Joanne Hartstone
Adelaide Botanic Gardens - Noel Lothian Hall
Until 19 Mar 2017

Review by Paige Mulholland

We often hear the stories of those who head to Hollywood with a fistful of dreams and make it big, but how much do we hear about those who don’t? “The Girl Who Jumped Off the Hollywood Sign” tells the story of Evie who, feeling unsuccessful and alone in the world, believes she is ready to follow in the footsteps of many of her idols, and allow Hollywood’s pressures to consume her. But will she do it, and become The Girl Who Jumped Off The Hollywood Sign?

The first (and only ‘real’) girl who jumped off the Hollywood Sign, Peg Entwhistle, has a story that is tragic in its irony. After failing to make her silver screen dreams come true in Hollywood, Entwhistle threw herself from the ‘H’ on the Hollywood sign and ended her life. Only one day later, she received a letter offering her a lead role in a play at the Beverly Hills Playhouse, about a woman who commits suicide. Young Evie is looking to follow in her footsteps, and, standing atop the mammoth ‘H’, considers the other women Hollywood left wrecked in its path – Jean Harlow, Judy Garland, and countless more. But is she ready to join their number? Told in prose and the songs of her silver screen heroines, “The Girl Who Jumped Off the Hollywood Sign” is a gripping but educational account of Hollywood in the Golden Age.

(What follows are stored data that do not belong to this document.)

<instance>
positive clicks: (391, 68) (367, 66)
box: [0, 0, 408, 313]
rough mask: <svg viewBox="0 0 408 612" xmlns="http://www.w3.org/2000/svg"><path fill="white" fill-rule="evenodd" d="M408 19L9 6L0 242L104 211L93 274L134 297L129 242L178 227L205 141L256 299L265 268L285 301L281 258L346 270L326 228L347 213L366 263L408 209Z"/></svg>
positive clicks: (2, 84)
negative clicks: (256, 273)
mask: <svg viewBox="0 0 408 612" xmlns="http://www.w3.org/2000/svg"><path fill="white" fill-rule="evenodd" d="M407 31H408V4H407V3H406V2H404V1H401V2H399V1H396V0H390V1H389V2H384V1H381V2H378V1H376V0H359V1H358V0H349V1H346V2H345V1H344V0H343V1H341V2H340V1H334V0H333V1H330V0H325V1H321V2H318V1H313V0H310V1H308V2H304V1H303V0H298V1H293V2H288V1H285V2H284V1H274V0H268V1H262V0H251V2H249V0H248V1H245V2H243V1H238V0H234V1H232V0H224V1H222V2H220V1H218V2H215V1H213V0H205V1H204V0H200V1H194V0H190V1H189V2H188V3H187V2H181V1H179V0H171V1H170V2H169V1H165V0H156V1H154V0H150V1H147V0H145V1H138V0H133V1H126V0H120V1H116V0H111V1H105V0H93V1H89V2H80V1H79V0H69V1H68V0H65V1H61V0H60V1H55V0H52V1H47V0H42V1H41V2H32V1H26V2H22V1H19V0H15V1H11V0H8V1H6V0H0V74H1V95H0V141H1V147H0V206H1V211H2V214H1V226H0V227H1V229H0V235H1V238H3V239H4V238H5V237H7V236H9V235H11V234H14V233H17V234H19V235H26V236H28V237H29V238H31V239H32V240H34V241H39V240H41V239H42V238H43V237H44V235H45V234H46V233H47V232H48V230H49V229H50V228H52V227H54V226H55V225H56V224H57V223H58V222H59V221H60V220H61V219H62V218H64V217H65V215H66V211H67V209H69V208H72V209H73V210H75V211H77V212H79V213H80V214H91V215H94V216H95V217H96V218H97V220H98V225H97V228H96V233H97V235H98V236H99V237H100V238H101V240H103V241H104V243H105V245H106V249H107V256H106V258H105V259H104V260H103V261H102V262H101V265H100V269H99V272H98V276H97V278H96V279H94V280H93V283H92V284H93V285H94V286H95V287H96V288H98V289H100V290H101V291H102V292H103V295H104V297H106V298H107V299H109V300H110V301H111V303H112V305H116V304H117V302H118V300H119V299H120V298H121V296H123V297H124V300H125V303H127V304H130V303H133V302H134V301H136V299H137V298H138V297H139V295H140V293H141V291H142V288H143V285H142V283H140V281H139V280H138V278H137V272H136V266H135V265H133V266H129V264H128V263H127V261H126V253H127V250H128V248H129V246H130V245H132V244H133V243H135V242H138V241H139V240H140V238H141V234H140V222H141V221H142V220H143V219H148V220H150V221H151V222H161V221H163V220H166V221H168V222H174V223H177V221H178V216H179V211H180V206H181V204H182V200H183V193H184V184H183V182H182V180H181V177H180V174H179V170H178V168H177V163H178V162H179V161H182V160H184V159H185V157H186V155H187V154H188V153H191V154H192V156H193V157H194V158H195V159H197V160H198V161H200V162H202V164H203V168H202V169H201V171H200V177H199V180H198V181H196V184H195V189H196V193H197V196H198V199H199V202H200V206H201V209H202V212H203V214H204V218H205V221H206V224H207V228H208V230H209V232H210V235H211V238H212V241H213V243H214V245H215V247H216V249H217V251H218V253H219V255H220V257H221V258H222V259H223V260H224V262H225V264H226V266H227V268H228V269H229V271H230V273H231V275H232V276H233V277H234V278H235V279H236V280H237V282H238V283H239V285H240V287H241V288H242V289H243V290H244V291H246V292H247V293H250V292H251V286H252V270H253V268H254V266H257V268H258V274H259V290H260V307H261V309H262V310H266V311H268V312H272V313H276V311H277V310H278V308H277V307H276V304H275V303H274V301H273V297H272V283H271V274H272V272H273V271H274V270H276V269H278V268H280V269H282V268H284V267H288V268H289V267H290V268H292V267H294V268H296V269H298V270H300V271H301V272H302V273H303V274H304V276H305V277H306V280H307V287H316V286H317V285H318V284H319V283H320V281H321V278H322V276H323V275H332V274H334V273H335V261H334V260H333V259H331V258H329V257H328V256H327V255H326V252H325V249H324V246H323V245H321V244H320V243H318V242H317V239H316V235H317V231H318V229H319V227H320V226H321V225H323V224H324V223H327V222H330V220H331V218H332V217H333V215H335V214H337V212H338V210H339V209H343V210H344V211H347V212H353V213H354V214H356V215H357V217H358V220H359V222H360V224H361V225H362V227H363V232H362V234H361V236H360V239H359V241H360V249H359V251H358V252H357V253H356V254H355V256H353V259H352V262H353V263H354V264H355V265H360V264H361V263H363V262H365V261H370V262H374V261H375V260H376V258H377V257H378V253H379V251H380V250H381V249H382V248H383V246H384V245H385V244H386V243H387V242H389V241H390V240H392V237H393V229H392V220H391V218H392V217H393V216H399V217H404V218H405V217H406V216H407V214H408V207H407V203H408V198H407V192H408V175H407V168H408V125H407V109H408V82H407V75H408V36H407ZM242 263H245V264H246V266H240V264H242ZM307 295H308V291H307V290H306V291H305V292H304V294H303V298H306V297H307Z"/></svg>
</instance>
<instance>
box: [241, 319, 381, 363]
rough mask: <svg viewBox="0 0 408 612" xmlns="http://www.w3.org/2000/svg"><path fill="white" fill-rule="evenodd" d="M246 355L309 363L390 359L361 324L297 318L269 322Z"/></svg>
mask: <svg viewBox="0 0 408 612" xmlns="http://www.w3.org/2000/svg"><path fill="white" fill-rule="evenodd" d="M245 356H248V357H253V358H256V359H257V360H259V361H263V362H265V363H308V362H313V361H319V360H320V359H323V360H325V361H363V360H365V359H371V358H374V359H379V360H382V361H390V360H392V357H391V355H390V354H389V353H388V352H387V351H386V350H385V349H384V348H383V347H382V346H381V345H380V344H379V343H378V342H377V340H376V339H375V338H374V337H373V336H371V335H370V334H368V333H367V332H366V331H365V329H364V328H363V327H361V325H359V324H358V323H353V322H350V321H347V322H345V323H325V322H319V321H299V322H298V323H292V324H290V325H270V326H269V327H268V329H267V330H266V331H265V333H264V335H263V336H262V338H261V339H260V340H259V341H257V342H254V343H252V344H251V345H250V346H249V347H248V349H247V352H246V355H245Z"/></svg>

Joanne Hartstone is well-rehearsed and very emotionally brave as Evie, taking the audience back through Evie’s life from childhood to the top of the sign, where she now stands. Commanding the room in a one-woman show with no spectacular sets or costumes is a feat, and Hartstone manages this with style. Costumes and sets were just enough to tell the story and build an atmosphere without feeling excessive for the simple theatre, and, although it was unfortunate that you could hear WOMADelaide blasting from Botanic Park for the entire show, Hartstone’s focused and dynamic performance made it impossible to be too distracted. She’s obviously been practicing her ‘vintage voice’ – you can easily imagine her twangy voice crackling through an old wireless. Though she takes some time to warm into her American accent, overall her performance is outstanding

This is an excellent example of locally made Fringe theatre – it’s exciting, accessible for theatre lovers and theatre newbies alike, and, with its choice of venue and talented cast and creative team, showcases the state at its best. As the Fringe winds down, it’s worth hauling yourself out of the house one last time to see “The Girl Who Jumped Off the Hollywood Sign”.